I’m not worried about China’s demographic dividend disappearing. Chinese people are very smart. Reform and opening gradually unleashed the people’s capabilities. These were demonstrated as “a strong ability to imitate,” with workers who have “strong desires to do better.” These have been the core driving forces of the country’s economic development.

I don’t think Chinese people are unable to innovate. How many years of experience have we accumulated? I think the time has just not yet come.

While China’s demographic dividend is shrinking, it cannot be overlooked that China has accumulated a lot of wealth in recent years—and not just monetary wealth. Entrepreneurs have also accumulated a lot of capital and experience. Although labor costs have increased, companies can establish headquarters in China and then set up factories abroad. They can also combine the management experiences of U.S. and European companies with the practices of Chinese companies.

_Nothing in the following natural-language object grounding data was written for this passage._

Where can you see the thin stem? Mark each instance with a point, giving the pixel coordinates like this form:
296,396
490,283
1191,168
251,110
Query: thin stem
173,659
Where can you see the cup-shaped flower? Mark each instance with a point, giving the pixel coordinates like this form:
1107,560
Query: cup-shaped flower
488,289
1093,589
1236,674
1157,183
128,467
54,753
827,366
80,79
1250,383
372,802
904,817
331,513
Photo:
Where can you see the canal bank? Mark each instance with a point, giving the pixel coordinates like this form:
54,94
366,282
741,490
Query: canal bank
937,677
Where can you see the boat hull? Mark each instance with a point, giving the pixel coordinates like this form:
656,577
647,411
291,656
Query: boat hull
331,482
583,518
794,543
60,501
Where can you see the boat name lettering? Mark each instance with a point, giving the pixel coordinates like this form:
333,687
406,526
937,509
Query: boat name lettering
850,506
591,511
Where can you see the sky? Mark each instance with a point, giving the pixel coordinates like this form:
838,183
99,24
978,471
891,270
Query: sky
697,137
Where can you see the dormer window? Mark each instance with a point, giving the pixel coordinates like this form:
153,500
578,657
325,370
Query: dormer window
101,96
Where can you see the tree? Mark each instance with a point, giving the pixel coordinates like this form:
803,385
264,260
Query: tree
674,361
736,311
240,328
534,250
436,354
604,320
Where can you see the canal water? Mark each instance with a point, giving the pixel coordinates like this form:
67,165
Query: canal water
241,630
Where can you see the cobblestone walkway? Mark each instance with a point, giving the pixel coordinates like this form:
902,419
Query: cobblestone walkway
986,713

After Reform and Opening, foreign companies set up factories in China and trained a large number of professional managers. Chinese companies in recent years have also started moving onto the international stage and studying global management experiences. China could now, with a global field of vision, consider its development strategy and deploy employees and resources around the world.

Chinese entrepreneurs have also gradually gained global management capabilities. These are part of the nation’s wealth. If taken advantage of, and with the right guidance, I am confident China’s economy will undergo even greater changes.

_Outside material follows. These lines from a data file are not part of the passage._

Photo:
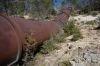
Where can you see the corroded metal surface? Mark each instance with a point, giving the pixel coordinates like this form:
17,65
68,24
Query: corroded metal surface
13,30
10,41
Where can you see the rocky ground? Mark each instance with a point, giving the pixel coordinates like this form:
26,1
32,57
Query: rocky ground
84,52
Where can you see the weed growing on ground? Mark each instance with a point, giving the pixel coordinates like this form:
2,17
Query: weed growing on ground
71,29
66,63
52,43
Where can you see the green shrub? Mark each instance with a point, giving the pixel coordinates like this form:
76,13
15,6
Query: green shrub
28,51
94,13
52,43
90,23
71,29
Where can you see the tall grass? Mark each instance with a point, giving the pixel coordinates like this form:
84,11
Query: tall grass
71,29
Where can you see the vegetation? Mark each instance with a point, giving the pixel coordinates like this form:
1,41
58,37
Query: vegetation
66,63
71,29
52,43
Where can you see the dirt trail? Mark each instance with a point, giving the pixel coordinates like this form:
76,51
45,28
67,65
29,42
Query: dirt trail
84,52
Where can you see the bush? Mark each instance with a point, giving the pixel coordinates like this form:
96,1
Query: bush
66,63
51,44
28,51
71,29
94,13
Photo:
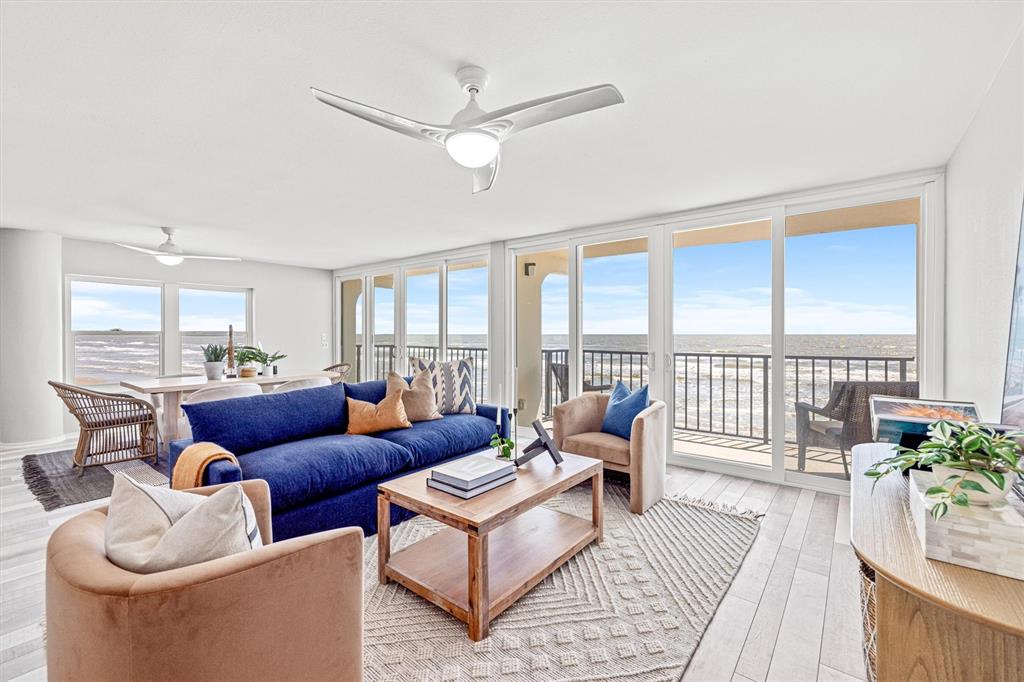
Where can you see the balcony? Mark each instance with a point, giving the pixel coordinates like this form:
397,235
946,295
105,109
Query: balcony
722,399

Reform and Opening unleashed the enthusiasm of the Chinese people. The fundamental force driving the economy’s development is reform. If political and economic reforms are matched to complement one another, we will see more energy released.

The 18th Party Congress proposed as a core issue building a socialist market economy by balancing the government and market properly. This could not be more correct. The government is mainly a formulator of rules and must not try doing the job itself. Direct government interference in the market should be reduced as much as possible, and all companies in the market—whether state-owned or private—must be treated equally. If this relationship can be handled properly, there will be significant potential to tap in the economy.

I don’t agree with the argument that the country’s economic growth will slow. For example, the price of Chinese agricultural products, especially name-brand food products, may continue to rise. Consumer demand will become more refined, from having food to eat and clothes to wear to eating and dressing well. Electronic products have already become fast-moving consumer goods. On top of this basic consumer demand, urban construction, clean energy, and the medical industry can all be improved and refined.

Legend Holdings has developed a clear medium-term strategy devoted to creating more excellent businesses in different industries and becoming a listed holding company between 2014 and 2016. We have selected several industries, including consumer goods and services, chemicals and new materials, and modern architecture, all conforming to national trends. But we will not seek high, short-term returns. The industries in which we are setting foot will take four to five years to cultivate, maybe even seven to eight. Some opportunities may take longer. This will enable Legend Holdings to maintain long-term, sustainable corporate profit growth. I hope that after Legend Holdings has listed, we can refresh the market.